I think the amount of SSL hardware in the field is closer to zero. Nobody with any clue uses that stuff because it's power hungry, the APIs are awful, the implementations can't be verified, and any such asic will look slow in a year whereas cloud server lifetime is five years. AESNI killed those guys a long time ago. The only users of them are embedded platforms without the host CPU power to do crypto.

It still gets used sometimes in hardware load balancers (I guess that is "embedded platforms"). Some of those turn out to actually be more like software, though.

Really? I thought a lot (most?) of the big boys used load balancers that include SSL termination along with DoS protection and the load balancing itself. BTW

anyone know how AWS load balancing works in this regard?

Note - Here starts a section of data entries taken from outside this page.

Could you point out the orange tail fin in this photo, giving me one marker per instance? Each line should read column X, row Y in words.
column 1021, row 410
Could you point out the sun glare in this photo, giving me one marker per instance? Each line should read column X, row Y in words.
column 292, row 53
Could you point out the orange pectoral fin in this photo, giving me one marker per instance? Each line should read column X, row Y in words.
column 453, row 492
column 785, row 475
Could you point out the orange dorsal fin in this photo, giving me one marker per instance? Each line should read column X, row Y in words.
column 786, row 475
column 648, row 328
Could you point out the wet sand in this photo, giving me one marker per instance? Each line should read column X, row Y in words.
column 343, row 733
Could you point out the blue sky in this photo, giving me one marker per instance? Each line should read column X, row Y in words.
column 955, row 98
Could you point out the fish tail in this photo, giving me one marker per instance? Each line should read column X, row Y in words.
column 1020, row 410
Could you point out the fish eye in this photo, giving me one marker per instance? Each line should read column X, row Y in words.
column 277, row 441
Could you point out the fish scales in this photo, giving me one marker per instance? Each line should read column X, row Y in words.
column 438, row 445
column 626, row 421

As far as I can tell, ELBs are just commodity EC2 nodes, which are actually pretty shitty because they're EBS backed; you can build a better ELB yourself using an S3 backed EC2 node.

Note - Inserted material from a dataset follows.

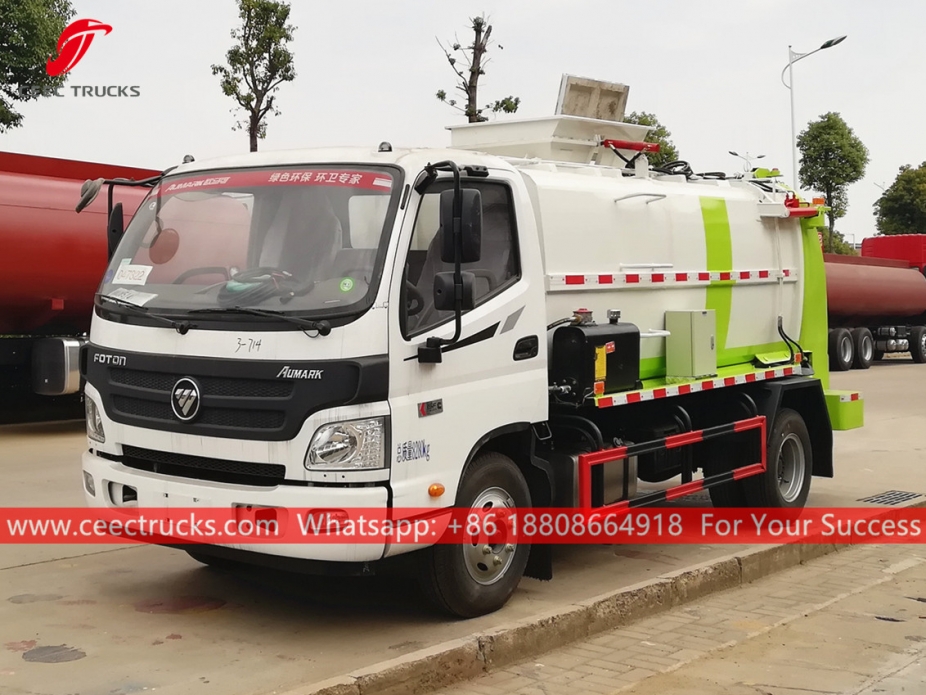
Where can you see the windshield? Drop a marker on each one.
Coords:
(308, 241)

Some of the OpenStack people were using hardware load balancers (F5; I think maybe HP OpenCloud?) as an option.

Why does it matter what kind of storage a load balancer has?

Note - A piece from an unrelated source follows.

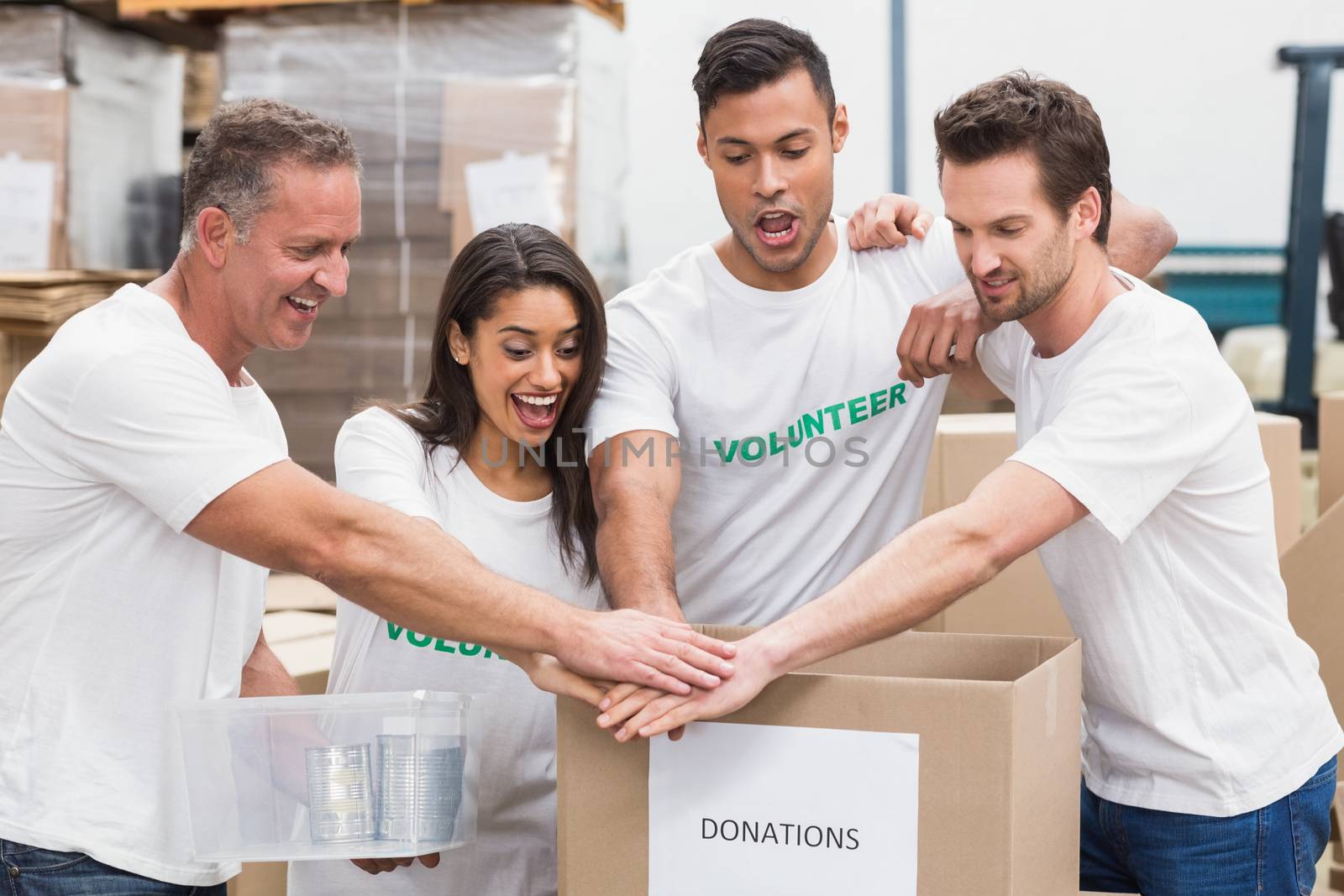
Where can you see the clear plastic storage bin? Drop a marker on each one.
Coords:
(331, 777)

EBS is a very unreliable service compared to the rest of the AWS stack; probably the single most unreliable service. (vs. EC2 which overall is fairly reliable, even if individual nodes aren't, and Route53, which has been quite reliable.)

Load balancers are often used as part of an HA system, so building your HA component using the least reliable subsystem is a bad idea. Particularly because there's no need to -- the S3 backed instances work fine for this.

More than you think. ADC/load balances like F5 have hardware security modules that offload SSL.

Folks who host PKI often offload key generation. This might e as complex as some sort of appliance, or as simple as a smartcard.